As an institution, this web of exclusive forums is powerful people’s solution to the problem of free speech. It’s fine to own media outlets and media companies, but there is still the issue of guiding the content of the world’s press in a direction that is soothing rather than inflammatory to the public mood. A simple way to accomplish this is to tightly control the flow of information from the world’s most newsworthy people. And that is the role of Davos and all of its kin. Their cleverest quality is that they are all purportedly about doing good. They are about ending poverty, and reducing inequality, and empowering women, and building an economy that works for everyone, lest the dreaded cancer of populism spread. The premise of Davos—and its greatest lie—is not that the rich and powerful are here to dictate the direction the world will take, in their own interests; it is that the rich and powerful are here to solve all of our problems. Together.

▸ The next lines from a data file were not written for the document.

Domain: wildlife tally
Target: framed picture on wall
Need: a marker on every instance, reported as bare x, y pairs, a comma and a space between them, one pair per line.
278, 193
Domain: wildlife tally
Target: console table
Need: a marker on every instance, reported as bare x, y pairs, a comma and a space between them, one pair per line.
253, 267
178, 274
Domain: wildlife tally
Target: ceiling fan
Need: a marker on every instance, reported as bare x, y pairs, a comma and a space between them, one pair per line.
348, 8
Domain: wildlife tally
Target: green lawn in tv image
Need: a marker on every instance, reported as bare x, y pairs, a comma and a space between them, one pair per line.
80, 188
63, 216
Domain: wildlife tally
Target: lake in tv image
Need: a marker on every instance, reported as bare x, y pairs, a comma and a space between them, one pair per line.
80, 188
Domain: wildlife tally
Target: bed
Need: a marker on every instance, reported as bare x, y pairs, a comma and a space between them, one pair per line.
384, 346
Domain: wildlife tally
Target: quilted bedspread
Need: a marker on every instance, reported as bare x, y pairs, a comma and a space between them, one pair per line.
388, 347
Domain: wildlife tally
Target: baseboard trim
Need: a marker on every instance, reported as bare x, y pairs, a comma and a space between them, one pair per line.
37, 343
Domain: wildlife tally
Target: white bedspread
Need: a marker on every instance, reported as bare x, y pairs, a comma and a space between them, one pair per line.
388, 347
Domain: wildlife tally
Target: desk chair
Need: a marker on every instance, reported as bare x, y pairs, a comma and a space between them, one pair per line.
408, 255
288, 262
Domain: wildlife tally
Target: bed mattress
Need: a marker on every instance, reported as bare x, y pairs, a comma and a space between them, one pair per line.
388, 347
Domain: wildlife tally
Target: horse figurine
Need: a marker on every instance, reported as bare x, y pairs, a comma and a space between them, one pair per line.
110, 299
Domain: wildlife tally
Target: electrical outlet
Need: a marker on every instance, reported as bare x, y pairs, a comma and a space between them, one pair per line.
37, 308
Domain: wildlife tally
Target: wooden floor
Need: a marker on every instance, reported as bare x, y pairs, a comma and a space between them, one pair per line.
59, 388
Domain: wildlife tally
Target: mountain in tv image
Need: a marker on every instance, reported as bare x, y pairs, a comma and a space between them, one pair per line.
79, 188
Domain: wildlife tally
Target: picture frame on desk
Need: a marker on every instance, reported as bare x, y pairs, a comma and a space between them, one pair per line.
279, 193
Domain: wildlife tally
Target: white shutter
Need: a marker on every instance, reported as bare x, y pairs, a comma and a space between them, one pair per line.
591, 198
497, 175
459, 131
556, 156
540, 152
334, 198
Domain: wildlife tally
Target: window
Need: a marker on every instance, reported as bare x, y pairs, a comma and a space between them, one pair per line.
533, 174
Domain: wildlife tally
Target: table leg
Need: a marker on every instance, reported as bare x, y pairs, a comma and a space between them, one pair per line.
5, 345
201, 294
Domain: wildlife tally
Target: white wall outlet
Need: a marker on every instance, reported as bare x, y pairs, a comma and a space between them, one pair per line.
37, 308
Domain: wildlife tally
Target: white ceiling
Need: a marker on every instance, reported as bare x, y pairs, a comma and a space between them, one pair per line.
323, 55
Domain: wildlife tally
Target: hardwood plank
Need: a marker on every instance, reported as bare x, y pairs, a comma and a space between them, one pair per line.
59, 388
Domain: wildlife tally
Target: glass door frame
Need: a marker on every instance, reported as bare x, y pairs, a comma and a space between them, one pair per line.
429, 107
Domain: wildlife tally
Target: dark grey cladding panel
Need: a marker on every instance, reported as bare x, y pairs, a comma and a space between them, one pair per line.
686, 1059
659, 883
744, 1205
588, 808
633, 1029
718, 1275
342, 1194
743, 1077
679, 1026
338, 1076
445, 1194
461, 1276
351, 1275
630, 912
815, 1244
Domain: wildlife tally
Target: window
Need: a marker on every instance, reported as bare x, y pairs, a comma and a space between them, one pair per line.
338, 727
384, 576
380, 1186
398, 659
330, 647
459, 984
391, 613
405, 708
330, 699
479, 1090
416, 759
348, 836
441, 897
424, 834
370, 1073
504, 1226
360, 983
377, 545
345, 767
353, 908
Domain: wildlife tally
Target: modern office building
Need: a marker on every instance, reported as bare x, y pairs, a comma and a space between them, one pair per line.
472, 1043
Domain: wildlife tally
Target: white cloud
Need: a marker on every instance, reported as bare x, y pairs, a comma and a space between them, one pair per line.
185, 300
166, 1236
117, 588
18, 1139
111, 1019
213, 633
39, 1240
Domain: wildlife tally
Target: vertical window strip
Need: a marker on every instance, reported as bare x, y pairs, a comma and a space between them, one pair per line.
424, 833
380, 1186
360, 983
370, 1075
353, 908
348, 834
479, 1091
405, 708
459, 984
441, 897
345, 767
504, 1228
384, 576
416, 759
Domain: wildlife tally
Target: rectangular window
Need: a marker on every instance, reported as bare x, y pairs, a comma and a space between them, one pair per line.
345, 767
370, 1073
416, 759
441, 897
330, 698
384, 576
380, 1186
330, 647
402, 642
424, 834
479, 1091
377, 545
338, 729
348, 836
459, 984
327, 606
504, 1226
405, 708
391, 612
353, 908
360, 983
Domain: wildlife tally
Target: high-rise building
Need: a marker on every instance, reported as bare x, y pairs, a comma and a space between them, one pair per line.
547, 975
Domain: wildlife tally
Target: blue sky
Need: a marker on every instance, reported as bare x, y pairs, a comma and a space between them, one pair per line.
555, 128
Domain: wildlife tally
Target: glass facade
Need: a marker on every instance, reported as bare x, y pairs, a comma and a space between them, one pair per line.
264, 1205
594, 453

The media’s role at these events is to give credence to this lie. You may hear talk of troubling issues and concerned questions about What Can Be Done, but you will rarely if ever hear the only thing that you should hear from the journalistic interlocutors, given the setting: Antagonism. For the rich and powerful political and economic figures in these rooms gravely discussing how to solve our world’s inequality problem are in fact the ones causing our world’s inequality problem. The fact that the interviews at Davos do not quickly degenerate into screamed accusations of bad faith is testament to the embarrassing lack of class consciousness among the people whose job it is to ask the questions. If the media both grasped the absurdity of all of this and had the spine to speak about it honestly, none of these events would be able to serve their purpose of creating a plausible narrative of our times that does not lead inevitably to a desire to forcefully separating the attendees from the vast majority of their wealth.
It’s easy to see why the CEOs and the presidents go to Davos. They need to set the public agenda, so that it doesn’t fly out of control. Another class—the charity executives, full-time do-gooders, and nonprofit industrial complex—must go in order to genuflect before the only people who have the means to support their work. It is less understandable why anyone else goes. The only legitimate reason for a reporter to go is to mock and denigrate the proceedings by being honest. And the only legitimate reason for regular people to go would be… well. That’s why Davos is surrounded by guns.